Cold fronts and cooler weather slowed fishing this past week on Devils Lake. 
Anglers were still reporting fairly good pike fishing, but the cooler water 
temps along with timing of the spawning cycle of the walleyes resulted in a 
tougher bite for them. The warmer forecast for the upcoming week should help 
improve the walleye fishing. This time of year water temps mean a lot and 
anglers can increase their success by targeting warmer water areas and warmer 
times of the day. Typically, this time of year anglers experience better 
success early morning, right at sunset, and during mid day when air temps are 
at their peak. For pike, anglers have been working Channel A, the bridges of 
the Mauvee, Six Mile Bay, Pelican Lake and the culverts along Hwy 281. 
Daredevils, cranks, jigs with twister tails, and smelt or herring are all 
producing fish. For walleyes, the better areas have been Channel A, the 
bridges of the Mauvee, Six Mile Bay, and Pelican Lake. Try pitching shad raps, 
countdowns, or jigs with twister tails or minnows in shallow warmer water areas 
or near bridges or culverts with moving water. A few white bass are starting 
to show up, but overall fishing for them remains slow. Good Luck and Good 
Fishing!!!


----------



## Brad Anderson (Apr 1, 2002)

The pike are starting to bite again. Not setting any records, but pretty steady if you're in the right spot.

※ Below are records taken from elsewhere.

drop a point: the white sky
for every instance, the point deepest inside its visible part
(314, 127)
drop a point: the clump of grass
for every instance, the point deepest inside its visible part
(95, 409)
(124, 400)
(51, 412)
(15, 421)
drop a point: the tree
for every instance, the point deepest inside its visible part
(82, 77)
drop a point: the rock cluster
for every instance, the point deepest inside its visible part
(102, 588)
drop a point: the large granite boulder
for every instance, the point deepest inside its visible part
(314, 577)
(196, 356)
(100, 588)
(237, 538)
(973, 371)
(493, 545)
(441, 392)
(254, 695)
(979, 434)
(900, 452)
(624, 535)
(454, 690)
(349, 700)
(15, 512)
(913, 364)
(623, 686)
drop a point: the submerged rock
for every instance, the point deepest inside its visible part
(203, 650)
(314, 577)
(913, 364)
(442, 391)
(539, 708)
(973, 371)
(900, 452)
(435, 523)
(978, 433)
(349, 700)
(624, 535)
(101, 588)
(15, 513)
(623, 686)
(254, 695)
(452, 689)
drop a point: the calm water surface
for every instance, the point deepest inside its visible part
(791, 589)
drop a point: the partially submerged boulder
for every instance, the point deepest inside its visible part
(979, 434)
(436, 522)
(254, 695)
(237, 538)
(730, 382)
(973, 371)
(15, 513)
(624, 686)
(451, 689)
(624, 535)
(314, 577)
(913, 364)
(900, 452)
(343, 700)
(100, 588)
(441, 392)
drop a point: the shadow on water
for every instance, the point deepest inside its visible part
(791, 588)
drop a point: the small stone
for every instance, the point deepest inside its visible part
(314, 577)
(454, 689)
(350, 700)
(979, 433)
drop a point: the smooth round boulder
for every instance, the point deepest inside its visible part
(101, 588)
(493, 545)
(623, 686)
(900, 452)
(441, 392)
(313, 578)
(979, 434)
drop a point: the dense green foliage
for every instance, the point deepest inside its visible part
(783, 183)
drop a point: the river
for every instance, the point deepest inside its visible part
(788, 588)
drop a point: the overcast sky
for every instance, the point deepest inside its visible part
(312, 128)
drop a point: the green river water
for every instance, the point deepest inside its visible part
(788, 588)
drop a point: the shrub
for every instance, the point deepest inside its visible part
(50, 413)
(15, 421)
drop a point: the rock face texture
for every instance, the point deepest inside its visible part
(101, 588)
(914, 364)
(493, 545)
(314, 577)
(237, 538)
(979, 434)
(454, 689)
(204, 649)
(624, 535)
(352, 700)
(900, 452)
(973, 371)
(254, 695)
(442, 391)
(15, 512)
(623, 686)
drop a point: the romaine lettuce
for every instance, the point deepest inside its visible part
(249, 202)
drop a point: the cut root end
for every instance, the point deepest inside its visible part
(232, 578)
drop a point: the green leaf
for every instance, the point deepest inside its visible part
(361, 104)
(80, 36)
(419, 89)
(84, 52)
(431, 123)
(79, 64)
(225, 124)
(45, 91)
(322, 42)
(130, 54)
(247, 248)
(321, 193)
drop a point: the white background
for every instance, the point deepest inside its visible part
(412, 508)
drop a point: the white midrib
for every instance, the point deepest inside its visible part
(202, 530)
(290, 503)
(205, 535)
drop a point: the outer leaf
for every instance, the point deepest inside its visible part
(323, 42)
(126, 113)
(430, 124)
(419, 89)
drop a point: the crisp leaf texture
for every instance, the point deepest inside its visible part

The weather has been down right nasty. Wind, rain, and cold temps seem to dominate the landscape.

The water has yet to stop rising. Some of the major highways are starting to deteriorate from the 4' white caps that can make it over the rip rap.


----------



## jimmybell (Jun 7, 2003)

Brad,
I sent you an email a couple of days ago wondering if you had a chance to read it. If you get a chance drop me a note please.
How bad is the water getting as far as height?

Thanks,
Jimmy Bell
[email protected]


----------



## Brad Anderson (Apr 1, 2002)

I didn't get your email. Try again.


----------



## jimmybell (Jun 7, 2003)

Brad,
I sent the Email again, I am using the email button on the bottom of your message, so I do not see the address. I do send a copy to myself and it goes through. I have attached my email address to this note so if you want to drop me an email I will send it to your actual address.

Thanks for the reply,
Jimmy Bell
[email protected]


----------



## Brad Anderson (Apr 1, 2002)

JB, you got mail.


----------